Он был крепким агентуристом. По его информации мы неделю назад прихлопнули ищущую выхода на Запад антисоветскую группу из трех человек, свивших гнездо в Наркомате торговли. И вот теперь следующая серьезная реализация по его материалам.
Воронов закончил с песней о Красной армии и завел еще более гнусаво, в тональности лютеранской проповеди:
– И тот, кто с песней по жизни шагает, тот никогда и нигде не пропадет…
Из окошка вагончика был виден подъезд дома номер сорок семь. Тот самый, который нам нужен. Далековато, правда. Но у меня есть хитрый оптический прибор, который называется полевой бинокль. Немецкий, цейссовский.
– Так, наши в городе, – хмыкнул я, глядя на фигуру в габардиновом пальто с меховым воротником и в шапке-пирожок, бодрой походкой двигающуюся к подъезду.
– Барон, – кивнул Воронов. – Минута в минуту появился.
– Немецкая пунктуальность.
Гражданин в габардиновом пальто зашел в подъезд. Ну что, наша фигура, то есть секретный сотрудник Барон, в этой игре заняла свою клетку. Ждем ответную любезность от противоположной стороны.
Вскоре здесь должен появиться эмиссар из Европы. Как положено – с добрыми пожеланиями, инструкциями и деньгами. Это уже вторая встреча Барона с этим человеком. Первой предшествовала головоломная и сложная комбинация, которая неожиданно увенчалась успехом. Сложные комбинации часто дают сбой – их вдрызг разбивают всякие случайности и несогласованности, без которых не обходится ни одно дело. Но у нас пока все шло гладко.
Ровно неделю назад Барон встречался уже на этой явке с эмиссаром – высоким, худощавым, угрюмым, с военной выправкой мужчиной. В этом заморском гусе чувствовалась офицерская, еще царской закалки, косточка.
Первая встреча была ни о чем. Приглядывались друг к другу. Наш агент выступал от имени контрреволюционной боевой ячейки, нуждавшейся в средствах и направлении движения. Эмиссар обещал все это дать. В целом контакт прошел в атмосфере взаимопонимания и конструктива. И вот сегодня вторая встреча.
По ряду причин инициатор операции Воронов настоял на том, чтобы игру с эмиссаром не затевать. В прошлый раз мы отпустили фигуранта по соображениям тактики. Сегодня возьмем – живым и желательно здоровым. А дальше посмотрим на поведение. Тут два варианта. Или он будет работать на нас. Или суд – скорый и беспощадный. Чаще в таких ситуациях люди выбирают сотрудничество. Однако встречаются и крепкие орешки, для которых собственная жизнь менее важна, чем преданность делу.
– Минут через десять должен появиться эмиссар, – сказал Воронов и закашлялся – неделю уже ходил с бронхитом на работу.
Подобные встречи – это самая нервная сторона оперативной работы. Все время мы посылаем наших людей на эти встречи или сами кого-то встречаем. И постоянно долбит одна мысль – придет фигурант или не придет. Потому что «придет» – это удача, перспектива. А «не придет» – провал.
Колыхнулась занавеска в окне явочной квартиры. Значит, Барон наверху, подает сигнал, что все в порядке. Он тоже весь на нервах. Тоже ждет.

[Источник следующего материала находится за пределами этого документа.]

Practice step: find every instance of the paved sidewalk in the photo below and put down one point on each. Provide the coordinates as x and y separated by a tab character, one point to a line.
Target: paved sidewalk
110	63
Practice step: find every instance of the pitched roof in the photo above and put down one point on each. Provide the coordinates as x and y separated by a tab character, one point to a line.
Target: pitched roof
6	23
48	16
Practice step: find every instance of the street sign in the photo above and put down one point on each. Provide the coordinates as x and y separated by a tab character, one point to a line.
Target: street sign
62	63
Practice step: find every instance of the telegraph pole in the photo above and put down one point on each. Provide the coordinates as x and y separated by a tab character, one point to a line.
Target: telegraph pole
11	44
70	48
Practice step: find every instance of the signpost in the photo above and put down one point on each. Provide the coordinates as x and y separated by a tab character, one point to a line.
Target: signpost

Предстоит силовое задержание. Сколько я их провел в своей жизни, и все равно нервозность присутствует. Может случиться что угодно. В успехе я уверен. Ребят наших вокруг много, вражина не уйдет. Но его надо взять живым. И чтобы он никого не подстрелил. А тут уже как получится. Никто не обещал нам безопасности и легкости бытия, когда мы подписывались на чекистскую работу…
Земля качнулась под ногами. По ушам ударил грохот.

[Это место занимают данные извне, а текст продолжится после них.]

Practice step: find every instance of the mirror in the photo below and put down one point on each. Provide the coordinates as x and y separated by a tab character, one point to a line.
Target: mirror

Первая шальная мысль была – ломают очередной дом.
Но сознание моментом схватило, как строительным раствором, происходящее вокруг.
Звук был куда громче. А из дома, как раз над вывеской «Бакалея», выплеснулось пламя. Точнее, не просто из дома, а из окна явочной квартиры!
– Египетская сила! – ошарашенно воскликнул Воронов.
Только что, морозным январским утром 1939 года, на наших глазах взлетела на воздух явочная квартира антисоветского подполья.
Все, теперь у нас нет ни вражеского содержателя явки. Ни нашего агента Барона.
– Вот тебе, бабушка, и Юрьев день, – подытожил я результат нашей операции…
Окна моего кабинета выходили во внутренний двор здания НКВД на Лубянке. Там кого-то выгружали из машины. Три часа ночи, но система работает без устали и перерывов.
Воронов курил не переставая – нервно и угрюмо. А я пил чай из стакана, вставленного в массивный подстаканник – это серебряная вещица с символикой НКВД из кабинета со старого места моей службы.